Indonesia has authorised a private vaccination scheme to run alongside its national programme so that companies can buy state-procured vaccines to inoculate their staff, a ministerial regulation showed on Friday.
The scheme, which will be one of the few private vaccination progammes in the world, has drawn some criticism from health experts who warn it could worsen inequity.
The world's fourth most populous country has launched an ambitious programme to vaccinate 181.5 million people for free in about a year, but business had been pushing for a way of inoculating their staff faster to open up the economy.
The regulation stipulates that effective this week companies can buy vaccines and inoculate employees and their families for free at privately-run health centres.
State-owned pharmaceutical company Bio Farma will distribute the vaccines to the health centers, according to the regulation.
The vaccines used for the scheme must differ from the current rollout, which includes China's Sinovac Biotech and is slated to include vaccines developed by AstraZeneca and Novavax .

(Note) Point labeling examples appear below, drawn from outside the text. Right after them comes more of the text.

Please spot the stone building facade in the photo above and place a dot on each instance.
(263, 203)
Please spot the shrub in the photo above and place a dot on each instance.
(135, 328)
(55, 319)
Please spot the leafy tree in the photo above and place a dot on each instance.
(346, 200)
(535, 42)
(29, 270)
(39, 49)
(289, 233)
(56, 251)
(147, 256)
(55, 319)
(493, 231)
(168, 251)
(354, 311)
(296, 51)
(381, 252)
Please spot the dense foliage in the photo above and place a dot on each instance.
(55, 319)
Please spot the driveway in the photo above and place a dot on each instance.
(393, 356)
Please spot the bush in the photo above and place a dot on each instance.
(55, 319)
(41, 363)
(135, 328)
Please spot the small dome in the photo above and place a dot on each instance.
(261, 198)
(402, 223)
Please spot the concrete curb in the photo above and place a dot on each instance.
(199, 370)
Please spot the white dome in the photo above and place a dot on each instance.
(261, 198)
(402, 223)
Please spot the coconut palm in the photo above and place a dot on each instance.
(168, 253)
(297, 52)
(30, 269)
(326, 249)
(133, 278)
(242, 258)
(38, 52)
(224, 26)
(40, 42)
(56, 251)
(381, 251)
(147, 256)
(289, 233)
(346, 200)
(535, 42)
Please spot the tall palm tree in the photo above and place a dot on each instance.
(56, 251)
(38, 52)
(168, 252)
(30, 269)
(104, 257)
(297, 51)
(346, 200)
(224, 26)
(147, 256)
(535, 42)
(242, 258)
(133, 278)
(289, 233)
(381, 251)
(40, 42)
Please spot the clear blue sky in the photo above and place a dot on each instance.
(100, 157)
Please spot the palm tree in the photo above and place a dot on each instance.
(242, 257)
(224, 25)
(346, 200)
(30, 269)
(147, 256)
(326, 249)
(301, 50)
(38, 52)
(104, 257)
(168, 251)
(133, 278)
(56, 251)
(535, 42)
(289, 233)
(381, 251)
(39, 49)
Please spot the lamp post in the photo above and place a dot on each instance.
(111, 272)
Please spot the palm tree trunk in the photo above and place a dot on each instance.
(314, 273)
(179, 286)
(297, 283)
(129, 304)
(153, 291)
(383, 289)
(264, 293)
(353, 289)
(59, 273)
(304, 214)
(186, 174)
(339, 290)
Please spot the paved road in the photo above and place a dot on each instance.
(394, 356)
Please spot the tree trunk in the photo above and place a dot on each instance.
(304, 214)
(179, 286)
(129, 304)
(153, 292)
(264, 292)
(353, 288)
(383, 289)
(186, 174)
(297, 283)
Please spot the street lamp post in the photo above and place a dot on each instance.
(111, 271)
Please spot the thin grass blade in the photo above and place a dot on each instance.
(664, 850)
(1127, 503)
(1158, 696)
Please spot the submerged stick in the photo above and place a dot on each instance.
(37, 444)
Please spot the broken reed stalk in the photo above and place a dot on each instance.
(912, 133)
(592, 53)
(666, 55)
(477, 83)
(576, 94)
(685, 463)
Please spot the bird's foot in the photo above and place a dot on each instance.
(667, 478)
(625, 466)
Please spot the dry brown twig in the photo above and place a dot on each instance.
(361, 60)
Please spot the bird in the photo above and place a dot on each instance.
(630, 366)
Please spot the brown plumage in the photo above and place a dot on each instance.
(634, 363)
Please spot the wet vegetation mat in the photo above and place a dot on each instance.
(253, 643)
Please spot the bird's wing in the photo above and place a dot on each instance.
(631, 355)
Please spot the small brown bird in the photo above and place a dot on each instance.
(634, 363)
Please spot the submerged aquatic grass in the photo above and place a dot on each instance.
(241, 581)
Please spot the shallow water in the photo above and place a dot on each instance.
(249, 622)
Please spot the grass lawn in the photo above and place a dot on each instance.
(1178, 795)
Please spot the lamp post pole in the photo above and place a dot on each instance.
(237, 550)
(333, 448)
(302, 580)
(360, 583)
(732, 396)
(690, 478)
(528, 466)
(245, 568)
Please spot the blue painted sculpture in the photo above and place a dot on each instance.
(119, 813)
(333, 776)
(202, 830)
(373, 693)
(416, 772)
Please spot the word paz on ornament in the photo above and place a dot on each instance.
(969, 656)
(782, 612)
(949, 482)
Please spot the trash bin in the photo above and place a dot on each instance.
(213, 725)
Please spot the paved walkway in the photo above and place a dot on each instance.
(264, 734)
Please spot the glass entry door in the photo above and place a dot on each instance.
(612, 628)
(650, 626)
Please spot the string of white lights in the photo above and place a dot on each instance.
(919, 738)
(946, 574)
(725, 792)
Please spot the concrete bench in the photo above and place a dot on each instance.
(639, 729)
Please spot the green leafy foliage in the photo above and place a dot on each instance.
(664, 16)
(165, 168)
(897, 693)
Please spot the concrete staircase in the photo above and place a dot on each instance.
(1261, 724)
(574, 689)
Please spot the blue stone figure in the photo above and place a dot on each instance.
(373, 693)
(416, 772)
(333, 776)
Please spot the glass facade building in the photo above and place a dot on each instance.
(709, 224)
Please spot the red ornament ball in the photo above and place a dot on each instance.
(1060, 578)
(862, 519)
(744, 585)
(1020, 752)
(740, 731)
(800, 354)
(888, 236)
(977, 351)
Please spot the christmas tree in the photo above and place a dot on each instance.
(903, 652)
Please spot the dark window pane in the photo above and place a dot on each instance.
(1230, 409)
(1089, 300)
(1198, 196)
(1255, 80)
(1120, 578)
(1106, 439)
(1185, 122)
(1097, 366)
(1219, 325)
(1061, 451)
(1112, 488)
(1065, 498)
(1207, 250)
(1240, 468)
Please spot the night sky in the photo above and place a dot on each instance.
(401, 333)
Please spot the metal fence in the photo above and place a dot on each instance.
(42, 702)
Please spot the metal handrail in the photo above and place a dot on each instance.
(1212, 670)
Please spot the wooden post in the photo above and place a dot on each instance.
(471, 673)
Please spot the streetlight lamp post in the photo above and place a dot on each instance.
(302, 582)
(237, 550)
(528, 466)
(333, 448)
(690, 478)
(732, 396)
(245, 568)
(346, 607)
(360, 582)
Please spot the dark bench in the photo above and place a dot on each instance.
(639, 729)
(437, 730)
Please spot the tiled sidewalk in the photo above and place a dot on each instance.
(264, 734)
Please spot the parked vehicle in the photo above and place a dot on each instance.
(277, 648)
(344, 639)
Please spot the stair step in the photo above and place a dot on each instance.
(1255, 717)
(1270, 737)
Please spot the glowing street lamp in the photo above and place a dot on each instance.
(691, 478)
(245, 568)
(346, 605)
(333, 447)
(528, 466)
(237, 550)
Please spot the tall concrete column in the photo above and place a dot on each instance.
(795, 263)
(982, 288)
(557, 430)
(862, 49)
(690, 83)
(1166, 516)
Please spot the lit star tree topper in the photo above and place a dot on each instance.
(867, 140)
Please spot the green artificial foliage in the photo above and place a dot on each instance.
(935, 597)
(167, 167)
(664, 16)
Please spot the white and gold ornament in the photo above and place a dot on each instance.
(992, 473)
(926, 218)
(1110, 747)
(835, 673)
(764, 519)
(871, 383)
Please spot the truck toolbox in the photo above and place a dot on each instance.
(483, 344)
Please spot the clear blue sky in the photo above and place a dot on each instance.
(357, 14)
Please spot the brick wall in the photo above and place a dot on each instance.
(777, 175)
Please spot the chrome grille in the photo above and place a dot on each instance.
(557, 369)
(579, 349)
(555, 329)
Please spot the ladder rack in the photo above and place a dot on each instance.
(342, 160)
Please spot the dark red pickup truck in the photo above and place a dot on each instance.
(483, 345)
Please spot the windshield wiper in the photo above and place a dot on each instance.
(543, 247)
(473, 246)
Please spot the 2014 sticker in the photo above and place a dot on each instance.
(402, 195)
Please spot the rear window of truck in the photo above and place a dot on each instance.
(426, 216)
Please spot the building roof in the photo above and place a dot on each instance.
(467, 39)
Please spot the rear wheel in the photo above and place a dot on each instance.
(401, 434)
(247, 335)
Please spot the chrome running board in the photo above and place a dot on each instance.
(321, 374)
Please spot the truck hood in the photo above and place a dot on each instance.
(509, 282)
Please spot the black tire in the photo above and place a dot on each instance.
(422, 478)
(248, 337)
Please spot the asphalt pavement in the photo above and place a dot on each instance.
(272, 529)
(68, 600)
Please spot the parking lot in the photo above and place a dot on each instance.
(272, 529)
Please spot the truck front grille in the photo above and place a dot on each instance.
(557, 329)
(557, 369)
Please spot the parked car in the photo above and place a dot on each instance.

Vaccines for both schemes require an approval for emergency use issued by the country's food and drug agency.
A minister said on Thursday Indonesia will receive two million doses made by Sinopharm (China National Pharmaceutical Group) for the private vaccination scheme.
The price ceiling for vaccines will be decided by the health minister, the regulation said.
Olivia Herlinda, policy director at the Center for Indonesia's Strategic Development Initiative, a public health non governmental organisation, criticized the scheme since vaccines remained scarce in Indonesia.
"Private vaccination risks missing the target and opening an imbalance of access of vaccines for some groups," she said, adding that it could risk corruption and commercialization.
The government has said it would work with the country's anti-graft agency during the rollout of the scheme.